Tuesday, February 15, 2011
More about Lesson 2 of the Total Transformation Program
In Lesson 2 of the Total Transformation CD's James Lehman talks about parents who over negotiate. Which really means parents who renegotiate. Mr. Lehman thinks it's a bad idea. So do I. Renegotiating is a bad pattern to get into. It's like a merry-go-round. Let's say you tell your son, Mark, he's to wash the dog, then he can go out and play. He agrees. But Rover never gets a bath that day. You renegotiate and say before Mark can go out to play the next day Rover needs to first get his bath. Mark agrees. He might even mean to "sometime get to it" but he never seems to remember. But he remembers to play his video games and climb a tree. You give him more time, thus not making it important that he remembers to wash the dog. I've seen parents renegotiate countless times. It doesn’t help behavior. Case in point. When I was a library volunteer a little boy was talking loudly in the library. His mother kept telling him to stop or they would go home.
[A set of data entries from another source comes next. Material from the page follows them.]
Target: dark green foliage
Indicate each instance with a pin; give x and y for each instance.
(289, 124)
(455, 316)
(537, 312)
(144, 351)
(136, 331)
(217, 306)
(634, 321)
His reply was, "Okay." But he kept on talking loudly. So what did his mother do? She continued saying if he kept talking loudly they would go home. But they never went home! Finally, I went up to the mother and the little boy and said he needed to be quieter. Since he knew I was serous, unlike his mother, he quieted down. The mother thanked me and said she had problems with her son. But her son wasn't the problem. The problem was she didn't keep to her word. So why should he.